He emphasized that open source is not only about sharing technology but also a cultural expression, and a true moat lies in the team's continuous innovative ability. DeepSeek's unique organizational culture encourages bottom-up innovation, flattens hierarchies, and values the passion and creativity of talent.


The team is mainly composed of young people from top universities, adopting a natural division of labor model that allows employees to explore and collaborate autonomously. When recruiting, the focus is more on the employees' passion and curiosity rather than traditional experience and background.


Regarding the industry outlook, Liang Wenfeng believes that AI is currently in a period of technological innovation explosion rather than application explosion. He emphasized that China needs more original technological innovations, cannot always be in the imitation stage, and needs people to stand at the forefront of technology.


Even though companies like OpenAI are currently in a leading position, there are still opportunities for innovation.



Surging into Silicon Valley, Deepseek Makes Waves in the Overseas AI Community


While opinions in the industry about DeepSeek vary, we have also collected some comments from industry insiders.


Jim Fan, head of the NVIDIA GEAR Lab project, highly praised the DeepSeek-R1.


He pointed out that this represents non-U.S. companies practicing OpenAI's original open mission by influencing through openly sharing core algorithms, learning curves, etc., and subtly referencing OpenAI.


DeepSeek-R1 not only open-sourced a series of models but also revealed all training secrets. They may be the first to showcase a significant and continuously growing RL flywheel open-source project.


Influence can be achieved either through 'ASI internalization' or 'Strawberry Plan' legendary projects or simply by openly sharing core algorithms and matplotlib learning curves.


Wall Street's top-tier venture capitalist A16Z founder Marc Andreesen believes that DeepSeek R1 is one of the most amazing and impressive breakthroughs he has ever seen, and as an open-source project, it is a profoundly meaningful gift to the world.



Former Tencent senior researcher and Beijing University AI postdoctoral Lu Jing analyzed from a technical accumulation perspective. He pointed out that DeepSeek did not suddenly become popular; it inherited many innovations from the previous generations of model versions, and the related model architectures and algorithm innovations have been iteratively validated, making its industry-shaking impact inevitable.

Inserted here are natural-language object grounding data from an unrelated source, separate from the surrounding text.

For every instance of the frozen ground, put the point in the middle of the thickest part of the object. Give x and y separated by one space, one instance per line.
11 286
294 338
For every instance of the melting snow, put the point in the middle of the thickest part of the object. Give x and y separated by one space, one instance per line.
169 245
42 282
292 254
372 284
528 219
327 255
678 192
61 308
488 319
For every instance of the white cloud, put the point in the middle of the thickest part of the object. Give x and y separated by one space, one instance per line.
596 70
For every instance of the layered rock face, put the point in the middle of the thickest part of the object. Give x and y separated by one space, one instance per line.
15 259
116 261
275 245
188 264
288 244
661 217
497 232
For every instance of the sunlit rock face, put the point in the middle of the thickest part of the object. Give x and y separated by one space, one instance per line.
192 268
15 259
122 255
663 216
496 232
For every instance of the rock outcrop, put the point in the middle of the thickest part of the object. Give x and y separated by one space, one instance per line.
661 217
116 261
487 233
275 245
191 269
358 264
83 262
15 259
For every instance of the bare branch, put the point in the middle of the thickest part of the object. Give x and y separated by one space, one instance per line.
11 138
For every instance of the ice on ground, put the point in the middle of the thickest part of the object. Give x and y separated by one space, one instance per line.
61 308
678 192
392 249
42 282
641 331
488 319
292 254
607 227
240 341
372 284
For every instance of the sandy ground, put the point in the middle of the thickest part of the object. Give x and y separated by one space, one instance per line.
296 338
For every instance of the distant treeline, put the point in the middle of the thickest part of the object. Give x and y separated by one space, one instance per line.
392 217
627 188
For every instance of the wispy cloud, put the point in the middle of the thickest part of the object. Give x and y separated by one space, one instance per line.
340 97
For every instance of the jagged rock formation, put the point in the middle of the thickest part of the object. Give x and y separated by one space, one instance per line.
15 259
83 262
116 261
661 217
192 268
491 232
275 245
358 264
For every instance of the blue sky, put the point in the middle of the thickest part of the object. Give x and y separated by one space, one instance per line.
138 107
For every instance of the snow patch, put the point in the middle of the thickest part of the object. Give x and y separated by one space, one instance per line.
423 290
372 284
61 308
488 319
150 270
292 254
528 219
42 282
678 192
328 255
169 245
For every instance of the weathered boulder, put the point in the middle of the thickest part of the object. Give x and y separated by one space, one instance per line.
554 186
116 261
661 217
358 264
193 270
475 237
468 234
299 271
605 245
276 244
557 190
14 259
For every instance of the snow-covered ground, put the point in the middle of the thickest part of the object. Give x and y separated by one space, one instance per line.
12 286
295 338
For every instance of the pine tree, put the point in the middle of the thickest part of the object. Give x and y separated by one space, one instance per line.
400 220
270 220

Turing Award winner and Meta Chief AI Scientist Yann LeCun proposed a new perspective:


"For those who, after seeing DeepSeek's performance, feel that 'China is surpassing the U.S. in AI,' your interpretation is wrong. The correct interpretation should be that 'open-source models are surpassing proprietary models.'"



DeepMind CEO Demis Hassabis expressed a hint of concern in his evaluation:


"The achievements it (DeepSeek) has made are impressive. I believe we need to consider how to maintain the leading position of Western cutting-edge models. I think the West is still ahead, but it is certain that China has extremely strong engineering and scaling capabilities."

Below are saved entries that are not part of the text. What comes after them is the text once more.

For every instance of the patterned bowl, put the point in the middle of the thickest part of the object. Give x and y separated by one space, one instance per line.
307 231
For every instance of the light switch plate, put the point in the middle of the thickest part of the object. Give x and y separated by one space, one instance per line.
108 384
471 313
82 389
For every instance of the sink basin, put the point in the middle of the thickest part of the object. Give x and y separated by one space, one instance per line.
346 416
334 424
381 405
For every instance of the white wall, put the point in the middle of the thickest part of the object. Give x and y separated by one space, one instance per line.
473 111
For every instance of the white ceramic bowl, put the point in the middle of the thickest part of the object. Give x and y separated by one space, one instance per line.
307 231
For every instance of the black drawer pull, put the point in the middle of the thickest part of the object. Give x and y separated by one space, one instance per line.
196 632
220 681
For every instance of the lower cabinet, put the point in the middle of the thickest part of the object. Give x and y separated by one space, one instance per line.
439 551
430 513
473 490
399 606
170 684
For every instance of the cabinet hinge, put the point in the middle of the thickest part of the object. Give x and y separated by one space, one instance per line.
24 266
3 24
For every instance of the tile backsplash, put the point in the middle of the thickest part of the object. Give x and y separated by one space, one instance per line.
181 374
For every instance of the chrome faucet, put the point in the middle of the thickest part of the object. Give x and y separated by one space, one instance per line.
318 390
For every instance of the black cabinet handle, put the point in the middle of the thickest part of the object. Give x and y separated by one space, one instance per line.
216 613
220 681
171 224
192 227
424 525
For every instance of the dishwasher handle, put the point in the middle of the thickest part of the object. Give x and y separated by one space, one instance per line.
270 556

Microsoft CEO Satya Nadella stated at the World Economic Forum in Davos, Switzerland, that DeepSeek has effectively developed an open-source model that not only performs well in inference computing but also boasts highly efficient supercomputing capabilities.

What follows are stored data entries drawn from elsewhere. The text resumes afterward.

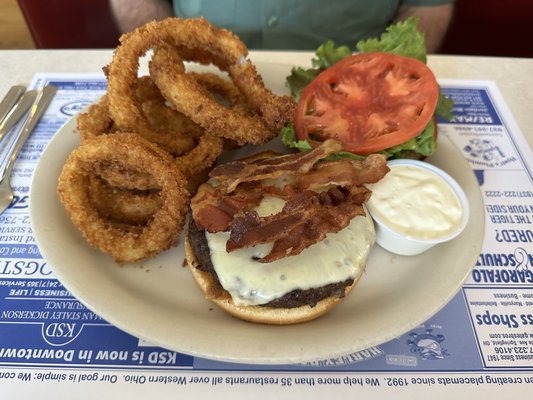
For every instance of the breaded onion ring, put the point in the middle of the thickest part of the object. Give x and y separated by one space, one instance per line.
130 152
195 40
121 205
186 94
96 121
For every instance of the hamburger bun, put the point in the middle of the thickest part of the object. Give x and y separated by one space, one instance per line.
264 314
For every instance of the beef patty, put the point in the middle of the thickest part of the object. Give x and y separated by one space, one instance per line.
296 298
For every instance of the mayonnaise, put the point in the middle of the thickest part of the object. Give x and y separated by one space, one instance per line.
415 202
339 257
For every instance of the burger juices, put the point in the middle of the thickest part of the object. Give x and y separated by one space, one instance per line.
281 239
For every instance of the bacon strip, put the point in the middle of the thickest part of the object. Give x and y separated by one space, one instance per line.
230 175
345 172
213 210
304 220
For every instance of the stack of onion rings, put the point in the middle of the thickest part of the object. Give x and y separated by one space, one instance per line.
151 140
124 242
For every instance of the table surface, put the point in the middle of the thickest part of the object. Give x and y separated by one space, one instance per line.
513 76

He emphasized that Microsoft must respond to China's breakthrough advances with the highest level of attention.


Meta CEO Mark Zuckerberg's evaluation goes even further, as he believes that the technology prowess and performance demonstrated by DeepSeek are impressive. He points out that the AI gap between the U.S. and China has become negligible, with China's full-on sprint making this competition even more intense.


The response from competitors may be the best recognition of DeepSeek. According to Meta employees' revelations on the anonymous workplace community TeamBlind, the emergence of DeepSeek-V3 and R1 has plunged Meta's generative AI team into panic.


Meta's engineers are racing against the clock to analyze DeepSeek's technology, trying to replicate any possible techniques from it.


The reason is that the training cost of DeepSeek-V3 is only $5.58 million, a figure even less than the annual salary of some Meta executives. With such a stark input-output ratio, Meta's management feels immense pressure when explaining its massive AI research and development budget.



The international mainstream media has also paid close attention to DeepSeek's rise.


The Financial Times pointed out that DeepSeek's success has overturned the traditional belief that "AI research and development must rely on massive investment," proving that a precise technological roadmap can also achieve outstanding research results. More importantly, the DeepSeek team's selfless sharing of technology innovation has made this research-value-focused company an exceptionally strong competitor.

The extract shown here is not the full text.